What's your earliest memory of writing?

I wrote a play based on "The Ghost of Windy Hill," by Clyde Robert Bulla, when I was four or five or so. I know this seems annoyingly precocious. But I'd tried to read some Shakespeare, and I really liked the idea of writing plays. "The Ghost of Windy Hill" is a terrific story -- as I recall, there's a gruff, possibly evil caretaker guy, his crippled son, a woman in white wandering the grounds in a big hat. My first sewing project, a few years later, was based on that book, too, so I could wander the woods in a long white dress, smiling mysteriously.

What's the strangest writing or editing job you've had to do?

Oh wow, there have been a few. I edited a CD-ROM version of "Dr. Ruth's Encyclopedia of Sex" in the early '90s. She came out to visit, and a few of my coworkers and I took her up to Multnomah Falls. She is totally adorable and a really fast walker. She shook hands and kissed babies and bought me an ice cream cone.

Which do you enjoy writing more, romance or heartbreak?

Well, I find -- at least in my writing -- that they tend to go hand in hand, or just that in romantic situations, there's always the possibility of heartbreak. How's that for optimism?
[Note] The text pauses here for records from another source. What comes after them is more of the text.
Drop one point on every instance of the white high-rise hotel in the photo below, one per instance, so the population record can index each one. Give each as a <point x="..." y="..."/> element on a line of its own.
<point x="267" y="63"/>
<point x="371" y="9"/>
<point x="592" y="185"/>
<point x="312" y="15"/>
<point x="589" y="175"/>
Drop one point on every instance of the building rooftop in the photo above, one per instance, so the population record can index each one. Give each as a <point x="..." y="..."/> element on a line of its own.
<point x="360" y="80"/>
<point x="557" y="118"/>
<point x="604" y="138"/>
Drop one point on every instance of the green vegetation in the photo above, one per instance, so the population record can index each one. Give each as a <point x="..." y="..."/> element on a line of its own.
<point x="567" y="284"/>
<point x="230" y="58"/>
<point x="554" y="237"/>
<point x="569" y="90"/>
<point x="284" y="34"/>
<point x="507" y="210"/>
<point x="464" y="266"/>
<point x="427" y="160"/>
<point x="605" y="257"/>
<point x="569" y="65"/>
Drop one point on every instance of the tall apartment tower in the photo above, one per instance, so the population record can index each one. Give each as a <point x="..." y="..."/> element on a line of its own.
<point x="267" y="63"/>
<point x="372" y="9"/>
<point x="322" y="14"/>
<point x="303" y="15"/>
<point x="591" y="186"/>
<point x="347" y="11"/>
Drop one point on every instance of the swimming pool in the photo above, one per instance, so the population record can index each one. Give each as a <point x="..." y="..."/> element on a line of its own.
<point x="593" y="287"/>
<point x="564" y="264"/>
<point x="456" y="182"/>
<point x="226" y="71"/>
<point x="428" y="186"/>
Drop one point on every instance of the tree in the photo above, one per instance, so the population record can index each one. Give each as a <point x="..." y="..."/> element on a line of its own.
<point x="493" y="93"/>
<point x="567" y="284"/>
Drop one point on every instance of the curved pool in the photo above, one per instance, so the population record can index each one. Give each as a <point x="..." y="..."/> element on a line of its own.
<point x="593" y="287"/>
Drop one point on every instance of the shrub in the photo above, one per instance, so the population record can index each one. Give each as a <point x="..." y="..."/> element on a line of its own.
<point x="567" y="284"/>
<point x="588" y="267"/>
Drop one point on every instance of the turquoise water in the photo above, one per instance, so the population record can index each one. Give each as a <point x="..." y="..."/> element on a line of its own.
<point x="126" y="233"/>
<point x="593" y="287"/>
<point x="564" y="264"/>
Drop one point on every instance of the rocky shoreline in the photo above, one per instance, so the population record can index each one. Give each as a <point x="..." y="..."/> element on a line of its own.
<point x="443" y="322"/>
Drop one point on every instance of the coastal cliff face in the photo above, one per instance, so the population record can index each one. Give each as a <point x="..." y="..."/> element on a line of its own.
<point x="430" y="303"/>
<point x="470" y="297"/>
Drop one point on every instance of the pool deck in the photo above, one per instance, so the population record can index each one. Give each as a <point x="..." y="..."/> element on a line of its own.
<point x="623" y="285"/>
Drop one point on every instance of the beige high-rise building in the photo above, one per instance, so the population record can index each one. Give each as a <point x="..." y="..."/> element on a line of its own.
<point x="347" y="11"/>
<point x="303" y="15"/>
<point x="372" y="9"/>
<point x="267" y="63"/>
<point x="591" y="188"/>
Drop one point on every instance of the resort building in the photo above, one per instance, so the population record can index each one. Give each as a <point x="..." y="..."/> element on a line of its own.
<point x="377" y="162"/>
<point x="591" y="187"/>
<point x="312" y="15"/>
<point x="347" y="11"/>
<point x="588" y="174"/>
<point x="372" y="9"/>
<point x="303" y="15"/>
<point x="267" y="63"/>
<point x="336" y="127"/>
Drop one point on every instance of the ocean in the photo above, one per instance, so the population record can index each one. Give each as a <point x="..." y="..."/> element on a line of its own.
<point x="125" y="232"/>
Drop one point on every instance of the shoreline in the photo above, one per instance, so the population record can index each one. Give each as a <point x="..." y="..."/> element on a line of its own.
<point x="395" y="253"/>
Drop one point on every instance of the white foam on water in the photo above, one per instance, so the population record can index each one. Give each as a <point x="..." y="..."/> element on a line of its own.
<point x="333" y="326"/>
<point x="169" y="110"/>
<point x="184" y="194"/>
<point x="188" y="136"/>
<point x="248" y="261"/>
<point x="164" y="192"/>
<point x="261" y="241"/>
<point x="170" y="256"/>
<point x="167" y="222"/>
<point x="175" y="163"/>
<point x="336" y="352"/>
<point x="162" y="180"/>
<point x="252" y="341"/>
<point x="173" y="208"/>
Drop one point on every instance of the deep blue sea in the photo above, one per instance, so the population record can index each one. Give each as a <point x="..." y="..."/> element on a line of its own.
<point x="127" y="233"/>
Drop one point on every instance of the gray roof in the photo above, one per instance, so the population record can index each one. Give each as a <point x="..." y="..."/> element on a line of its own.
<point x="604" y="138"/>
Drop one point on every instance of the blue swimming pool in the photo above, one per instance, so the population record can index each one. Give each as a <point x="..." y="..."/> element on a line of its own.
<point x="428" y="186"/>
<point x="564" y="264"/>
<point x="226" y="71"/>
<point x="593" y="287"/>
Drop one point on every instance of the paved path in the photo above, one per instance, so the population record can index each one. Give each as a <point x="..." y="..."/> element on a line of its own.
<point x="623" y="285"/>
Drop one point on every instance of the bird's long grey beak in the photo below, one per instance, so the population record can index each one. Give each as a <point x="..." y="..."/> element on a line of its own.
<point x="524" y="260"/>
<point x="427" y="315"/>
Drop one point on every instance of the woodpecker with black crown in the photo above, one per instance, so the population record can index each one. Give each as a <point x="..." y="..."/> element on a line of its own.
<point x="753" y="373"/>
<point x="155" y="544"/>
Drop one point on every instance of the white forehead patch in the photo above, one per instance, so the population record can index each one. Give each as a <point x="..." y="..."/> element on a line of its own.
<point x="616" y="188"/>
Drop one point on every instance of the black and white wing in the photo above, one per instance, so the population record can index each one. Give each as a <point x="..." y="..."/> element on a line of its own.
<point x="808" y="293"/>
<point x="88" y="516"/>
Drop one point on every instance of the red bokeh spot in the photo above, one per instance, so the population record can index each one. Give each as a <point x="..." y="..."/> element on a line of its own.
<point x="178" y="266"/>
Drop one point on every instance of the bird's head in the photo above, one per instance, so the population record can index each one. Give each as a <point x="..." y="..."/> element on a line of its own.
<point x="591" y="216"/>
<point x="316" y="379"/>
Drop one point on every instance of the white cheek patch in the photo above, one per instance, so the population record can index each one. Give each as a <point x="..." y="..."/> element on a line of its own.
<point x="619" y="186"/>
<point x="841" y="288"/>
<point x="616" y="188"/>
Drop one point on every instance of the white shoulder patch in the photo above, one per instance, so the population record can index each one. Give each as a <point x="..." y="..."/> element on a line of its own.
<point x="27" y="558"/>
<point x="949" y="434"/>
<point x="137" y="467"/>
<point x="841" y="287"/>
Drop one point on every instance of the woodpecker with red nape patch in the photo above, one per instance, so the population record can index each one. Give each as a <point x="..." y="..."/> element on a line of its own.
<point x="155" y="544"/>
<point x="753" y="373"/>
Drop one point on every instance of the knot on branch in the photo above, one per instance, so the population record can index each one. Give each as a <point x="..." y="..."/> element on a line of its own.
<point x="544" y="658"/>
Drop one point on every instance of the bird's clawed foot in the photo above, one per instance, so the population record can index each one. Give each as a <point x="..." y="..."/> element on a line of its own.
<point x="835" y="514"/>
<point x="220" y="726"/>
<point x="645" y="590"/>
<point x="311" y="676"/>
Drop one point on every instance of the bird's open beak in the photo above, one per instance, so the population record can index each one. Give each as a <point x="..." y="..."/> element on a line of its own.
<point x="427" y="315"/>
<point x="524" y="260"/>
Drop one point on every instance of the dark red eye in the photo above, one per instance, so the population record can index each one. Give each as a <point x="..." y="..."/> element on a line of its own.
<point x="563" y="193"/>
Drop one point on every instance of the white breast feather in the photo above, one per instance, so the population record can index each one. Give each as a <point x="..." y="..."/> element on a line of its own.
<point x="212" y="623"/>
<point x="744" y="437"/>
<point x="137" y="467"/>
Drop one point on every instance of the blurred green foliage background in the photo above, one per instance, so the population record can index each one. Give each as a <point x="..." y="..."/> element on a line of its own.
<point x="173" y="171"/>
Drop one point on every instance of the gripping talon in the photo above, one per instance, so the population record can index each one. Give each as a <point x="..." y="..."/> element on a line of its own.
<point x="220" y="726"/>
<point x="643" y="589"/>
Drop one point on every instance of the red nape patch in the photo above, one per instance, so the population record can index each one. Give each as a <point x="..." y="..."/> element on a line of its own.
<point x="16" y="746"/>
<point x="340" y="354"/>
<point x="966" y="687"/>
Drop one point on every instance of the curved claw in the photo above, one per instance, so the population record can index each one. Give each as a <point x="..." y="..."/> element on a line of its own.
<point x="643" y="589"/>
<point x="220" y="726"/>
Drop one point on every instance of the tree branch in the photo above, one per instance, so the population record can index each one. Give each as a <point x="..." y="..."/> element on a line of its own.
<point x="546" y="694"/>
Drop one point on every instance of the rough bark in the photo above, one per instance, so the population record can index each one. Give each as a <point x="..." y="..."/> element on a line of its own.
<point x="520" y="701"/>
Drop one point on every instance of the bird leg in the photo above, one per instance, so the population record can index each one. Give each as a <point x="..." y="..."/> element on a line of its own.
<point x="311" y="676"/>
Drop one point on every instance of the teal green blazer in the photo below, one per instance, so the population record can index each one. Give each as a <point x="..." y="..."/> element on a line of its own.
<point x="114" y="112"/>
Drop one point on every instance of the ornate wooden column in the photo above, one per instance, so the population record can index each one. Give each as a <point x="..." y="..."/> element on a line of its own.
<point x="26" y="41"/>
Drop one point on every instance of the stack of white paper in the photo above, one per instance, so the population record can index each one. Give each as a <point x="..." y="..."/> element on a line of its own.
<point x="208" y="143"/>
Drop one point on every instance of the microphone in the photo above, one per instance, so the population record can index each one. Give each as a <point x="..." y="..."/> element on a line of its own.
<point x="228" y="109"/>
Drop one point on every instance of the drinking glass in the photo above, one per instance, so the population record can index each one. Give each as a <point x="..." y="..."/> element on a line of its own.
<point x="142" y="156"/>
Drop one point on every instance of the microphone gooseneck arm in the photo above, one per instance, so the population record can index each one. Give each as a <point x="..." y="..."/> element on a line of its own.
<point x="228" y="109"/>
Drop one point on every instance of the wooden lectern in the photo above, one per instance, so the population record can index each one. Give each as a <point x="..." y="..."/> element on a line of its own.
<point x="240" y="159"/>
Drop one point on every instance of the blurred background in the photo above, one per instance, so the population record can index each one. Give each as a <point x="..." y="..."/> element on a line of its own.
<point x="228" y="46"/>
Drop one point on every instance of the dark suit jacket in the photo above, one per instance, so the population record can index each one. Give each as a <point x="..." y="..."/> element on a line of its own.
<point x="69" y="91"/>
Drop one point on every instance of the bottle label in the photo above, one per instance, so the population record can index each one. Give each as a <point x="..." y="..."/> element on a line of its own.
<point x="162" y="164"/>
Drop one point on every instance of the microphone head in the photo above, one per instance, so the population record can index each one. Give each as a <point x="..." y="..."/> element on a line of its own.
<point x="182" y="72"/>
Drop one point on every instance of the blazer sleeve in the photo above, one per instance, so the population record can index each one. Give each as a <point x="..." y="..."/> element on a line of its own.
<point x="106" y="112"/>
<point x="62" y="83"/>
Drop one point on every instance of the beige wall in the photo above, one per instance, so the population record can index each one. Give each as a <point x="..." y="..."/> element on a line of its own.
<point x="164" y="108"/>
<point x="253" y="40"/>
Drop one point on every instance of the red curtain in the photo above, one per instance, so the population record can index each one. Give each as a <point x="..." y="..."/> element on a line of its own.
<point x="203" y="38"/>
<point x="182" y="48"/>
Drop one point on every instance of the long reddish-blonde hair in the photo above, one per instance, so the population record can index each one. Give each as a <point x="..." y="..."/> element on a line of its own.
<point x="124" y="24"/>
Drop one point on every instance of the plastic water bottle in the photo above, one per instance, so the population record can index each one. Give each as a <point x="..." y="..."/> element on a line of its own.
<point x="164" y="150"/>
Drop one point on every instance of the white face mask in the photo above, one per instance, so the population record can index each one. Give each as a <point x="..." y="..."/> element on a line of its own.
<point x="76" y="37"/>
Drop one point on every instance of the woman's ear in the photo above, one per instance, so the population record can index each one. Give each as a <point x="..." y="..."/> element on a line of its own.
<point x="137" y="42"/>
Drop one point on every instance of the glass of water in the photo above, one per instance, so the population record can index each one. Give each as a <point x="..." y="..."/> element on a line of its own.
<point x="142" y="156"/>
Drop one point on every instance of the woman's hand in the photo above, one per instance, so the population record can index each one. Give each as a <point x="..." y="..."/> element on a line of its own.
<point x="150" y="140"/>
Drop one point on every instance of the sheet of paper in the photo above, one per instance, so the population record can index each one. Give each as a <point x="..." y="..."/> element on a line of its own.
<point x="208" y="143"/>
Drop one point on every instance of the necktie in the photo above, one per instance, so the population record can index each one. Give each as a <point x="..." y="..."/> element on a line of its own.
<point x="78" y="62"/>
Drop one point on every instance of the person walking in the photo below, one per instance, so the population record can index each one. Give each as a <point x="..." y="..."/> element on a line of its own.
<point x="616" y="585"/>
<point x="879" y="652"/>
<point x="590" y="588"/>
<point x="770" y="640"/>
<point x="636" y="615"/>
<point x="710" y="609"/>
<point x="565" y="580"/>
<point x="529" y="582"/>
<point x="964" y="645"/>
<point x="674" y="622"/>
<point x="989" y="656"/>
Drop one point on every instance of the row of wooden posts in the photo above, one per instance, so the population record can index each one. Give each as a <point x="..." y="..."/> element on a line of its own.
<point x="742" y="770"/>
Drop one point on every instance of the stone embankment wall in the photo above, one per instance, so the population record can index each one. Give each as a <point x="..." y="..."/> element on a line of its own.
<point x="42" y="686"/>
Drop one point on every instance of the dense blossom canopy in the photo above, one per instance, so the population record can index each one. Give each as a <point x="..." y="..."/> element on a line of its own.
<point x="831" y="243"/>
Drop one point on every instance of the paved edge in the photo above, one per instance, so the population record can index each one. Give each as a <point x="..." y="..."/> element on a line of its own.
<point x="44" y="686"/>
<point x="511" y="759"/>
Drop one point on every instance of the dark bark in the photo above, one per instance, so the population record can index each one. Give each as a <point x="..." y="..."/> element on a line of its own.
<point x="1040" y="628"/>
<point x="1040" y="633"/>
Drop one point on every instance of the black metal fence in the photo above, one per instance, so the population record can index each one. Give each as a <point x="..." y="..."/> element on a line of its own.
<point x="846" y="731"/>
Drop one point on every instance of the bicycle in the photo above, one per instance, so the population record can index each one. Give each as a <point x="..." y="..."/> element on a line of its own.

As for which I enjoy writing more, I guess I'd have to say heartbreak. Happiness, I think, is only interesting in private. (Then, of course, it is extremely interesting.)

List your favorites:

This is no way a complete or conclusive list. I am on vacation, and thus sleeping more weirdly than usual, which is saying something. But here is three of each -- in alphabetical order, even!


Penelope Fitzgerald, James Joyce, pre-"Blood Meridian" Cormac McCarthy


E. E. Cummings, Michael Lally, Li-Young Lee


John Darnielle (the Mountain Goats), Jeff Mangum (Neutral Milk Hotel), Karen and Don Peris (the Innocence Mission)


"Beauty and the Beast" (Jean Cocteau, 1946, not Disney!), "Head-On" ("Gegen die Wand"), "Wings of Desire"

What are your favorite travel destinations?

I really just love to travel, period. But if pressed, I'd have to say New York (where I'm writing from now), Paris, Halifax, Berlin ... I had a great time hiking in the High Tatras a few years ago -- that's the branch of the Carpathian Mountains that runs along the Polish-Slovakian border -- and I've been plotting to get back there ever since. Krakow, a few hours from the mountains, is a lovely, lovely town that I'd like to spend more time in. They have really good salads there, which is rare for that neck of the woods.

I just love the sense of movement, of trying to navigate a new city. I love trains and would love to travel extensively by sea. Airplanes are fast, but dull.

What's the difference between Portland and New York?

Is this a trick question?

What do you think the afterlife is like?

I have long been of the opinion that everyone should get the kind of afterlife they want and/or think they're going to get. Different religions have such different ideas of what happens after you die, and I don't think any of them can possibly apply universally. (Stand back; cue lightning.)

Really, though, I get the feeling it's just quiet and nice -- a sort of pre-conscious state at best. A big nothing, but a pleasant one, like before you're born.